— Нет, что вы! Чего мне здесь быть?.. Мой состав на четвертом, Иван Митрофанович, через путь от вашего. Постойте, зачем обходить? Лезьте прямо через площадку… Вот сюда, через площадку чужого вагона. Не бойтесь: поезд еще когда тронется!.. Ну, лезьте сюда…

Они укоротили свой путь и очутились у поезда, в котором ехал Иван Митрофанович.

В узком проходе между двумя составами они ходили минут десять взад и вперед вдоль поезда, но от своего синего вагона, находившегося в хвосте, Иван Митрофанович держался подальше и поворачивал каждый раз, как только они к нему приближались. Он хотел, — еще по неясной самому причине, — скрыть от Токарева, что едет не один.

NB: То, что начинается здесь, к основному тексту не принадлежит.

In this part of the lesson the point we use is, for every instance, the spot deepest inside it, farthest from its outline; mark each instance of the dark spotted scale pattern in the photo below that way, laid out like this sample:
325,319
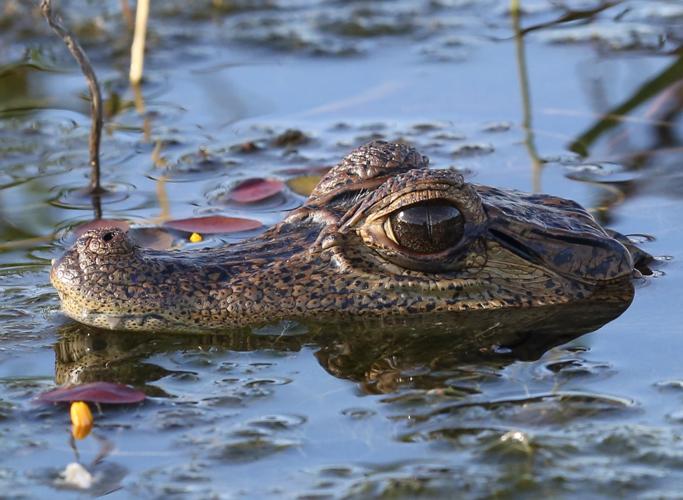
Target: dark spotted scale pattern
334,258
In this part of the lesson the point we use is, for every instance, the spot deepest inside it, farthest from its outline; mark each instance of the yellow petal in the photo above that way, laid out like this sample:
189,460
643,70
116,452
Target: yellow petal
304,184
81,419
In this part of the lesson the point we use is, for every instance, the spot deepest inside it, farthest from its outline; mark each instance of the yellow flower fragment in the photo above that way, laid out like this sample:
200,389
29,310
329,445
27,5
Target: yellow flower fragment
81,419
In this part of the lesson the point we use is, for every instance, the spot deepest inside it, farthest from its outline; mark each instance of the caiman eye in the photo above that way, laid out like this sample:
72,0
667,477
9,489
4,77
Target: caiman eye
426,227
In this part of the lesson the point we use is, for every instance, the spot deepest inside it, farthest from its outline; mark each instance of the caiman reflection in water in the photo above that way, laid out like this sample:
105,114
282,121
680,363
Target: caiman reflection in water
374,355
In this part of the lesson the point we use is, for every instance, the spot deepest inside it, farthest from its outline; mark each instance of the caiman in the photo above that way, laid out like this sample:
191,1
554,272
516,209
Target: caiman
382,236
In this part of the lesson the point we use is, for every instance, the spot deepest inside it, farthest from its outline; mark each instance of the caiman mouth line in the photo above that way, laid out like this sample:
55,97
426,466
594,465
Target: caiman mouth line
381,236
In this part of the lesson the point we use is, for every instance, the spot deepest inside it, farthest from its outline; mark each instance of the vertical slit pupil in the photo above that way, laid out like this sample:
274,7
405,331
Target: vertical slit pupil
428,227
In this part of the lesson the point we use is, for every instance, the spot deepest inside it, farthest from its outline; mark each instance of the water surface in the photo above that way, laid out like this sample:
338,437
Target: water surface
296,416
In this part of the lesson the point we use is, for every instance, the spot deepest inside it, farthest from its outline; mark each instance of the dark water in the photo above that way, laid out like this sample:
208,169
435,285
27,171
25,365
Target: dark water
359,414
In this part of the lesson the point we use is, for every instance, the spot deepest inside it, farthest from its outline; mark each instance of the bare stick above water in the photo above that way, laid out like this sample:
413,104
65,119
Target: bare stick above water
93,86
137,50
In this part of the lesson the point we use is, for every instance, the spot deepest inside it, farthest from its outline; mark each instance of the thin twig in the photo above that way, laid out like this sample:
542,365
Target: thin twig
137,49
93,86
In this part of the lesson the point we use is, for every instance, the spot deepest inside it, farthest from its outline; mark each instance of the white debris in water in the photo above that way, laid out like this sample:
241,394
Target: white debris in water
75,476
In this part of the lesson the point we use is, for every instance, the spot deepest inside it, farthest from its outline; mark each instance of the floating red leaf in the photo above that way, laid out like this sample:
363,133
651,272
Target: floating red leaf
98,224
253,190
213,224
95,392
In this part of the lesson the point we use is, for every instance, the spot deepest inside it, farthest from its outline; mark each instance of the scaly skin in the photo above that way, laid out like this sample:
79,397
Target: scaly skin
333,257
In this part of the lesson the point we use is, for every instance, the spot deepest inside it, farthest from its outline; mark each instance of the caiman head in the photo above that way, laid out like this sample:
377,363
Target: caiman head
382,236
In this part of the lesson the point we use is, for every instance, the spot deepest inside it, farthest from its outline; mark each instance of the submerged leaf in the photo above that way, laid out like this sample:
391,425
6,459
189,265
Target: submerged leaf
254,190
95,392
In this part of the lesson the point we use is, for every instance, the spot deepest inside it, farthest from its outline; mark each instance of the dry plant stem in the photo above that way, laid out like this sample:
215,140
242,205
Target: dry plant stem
93,86
137,50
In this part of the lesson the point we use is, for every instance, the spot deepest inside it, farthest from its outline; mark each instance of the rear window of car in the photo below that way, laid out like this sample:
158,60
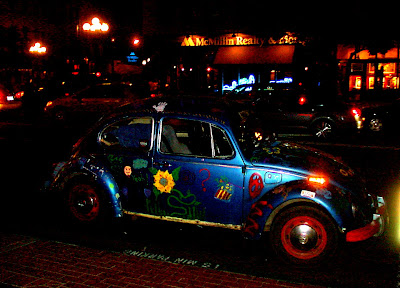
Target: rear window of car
131,133
194,138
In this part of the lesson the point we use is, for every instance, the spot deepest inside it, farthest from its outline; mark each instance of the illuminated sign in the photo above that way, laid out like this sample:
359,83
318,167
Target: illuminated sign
132,58
289,38
226,40
38,48
242,81
240,40
285,80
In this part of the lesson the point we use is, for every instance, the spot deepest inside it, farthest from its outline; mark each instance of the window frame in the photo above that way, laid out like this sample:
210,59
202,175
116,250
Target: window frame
120,147
212,140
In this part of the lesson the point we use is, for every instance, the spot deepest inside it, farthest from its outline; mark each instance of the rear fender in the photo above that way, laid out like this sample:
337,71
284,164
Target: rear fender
264,210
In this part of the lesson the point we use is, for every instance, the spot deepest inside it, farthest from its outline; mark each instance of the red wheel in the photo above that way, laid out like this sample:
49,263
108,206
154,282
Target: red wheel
304,235
83,202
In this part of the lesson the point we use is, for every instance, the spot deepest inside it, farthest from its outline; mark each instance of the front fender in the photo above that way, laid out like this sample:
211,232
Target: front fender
91,169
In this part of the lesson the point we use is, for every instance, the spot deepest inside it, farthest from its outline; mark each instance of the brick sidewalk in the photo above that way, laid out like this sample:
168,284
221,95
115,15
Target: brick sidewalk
32,262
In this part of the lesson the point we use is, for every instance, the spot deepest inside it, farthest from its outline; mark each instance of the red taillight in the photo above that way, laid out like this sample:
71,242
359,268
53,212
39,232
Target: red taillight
317,180
302,100
19,95
356,112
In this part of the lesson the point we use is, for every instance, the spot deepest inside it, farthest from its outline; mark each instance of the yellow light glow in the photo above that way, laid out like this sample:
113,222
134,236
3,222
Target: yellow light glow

— Угораздило? — показал он глазами на подвязанную руку.

— Так точно! В плечо, навылет. Лежал сколько… А теперь ничего: трехмесячный на излеченье дали. Домой еду. Не приходилось вам, Иван Митрофанович, видеть меня таким. Оттого и не узнали сразу. Глядите…

Он посмотрел по сторонам: не идет ли случайно где-нибудь поблизости какой-либо офицер, перед которым надо бы встать во фронт по форме.

— Глядите, каков стал: красоту свою потерял, — засмеялся он, обнажив на минуту голову. — Куда волосы мои расчудесные делись! Окорнали всего, «серую порцию» — молодого солдата! Еще хорошо, что селедка, — шашка, по-нашему, — сбоку не болтается, а все остальное чин чином, Иван Митрофанович. Глядите: фуражка с царским плевком («Кокарда…» — сообразил Теплухин), за голенищем, известное дело, — книжка рядового служаки запасного батальона, в сердце, как полагается, — клятвенное обещание на верность службы истинному и природному всемилостивейшему, — тьфу! — великому государю императору… ну его к такой-то, извините, матери! — зло вдруг и запальчиво сказал он, и Теплу хину почудилось, что он слышит скрип его зубов. — Ну, да не в том дело!.. Как же здоровьице ваше, Иван Митрофанович? Кажись, ничего? — с любопытством посматривал он, приостанавливаясь, на Теплухина: раздобревшего заметно, прямей будто ставшего фигурой, в славном, хоть и не щупай его, синем костюме. Глаза те же: с коротким, протыкающим взглядом, и рот тот же: губы полные, одна от другой как бы отстегнута, с густой тяжелой кровью, — кажется так Николаю Токареву.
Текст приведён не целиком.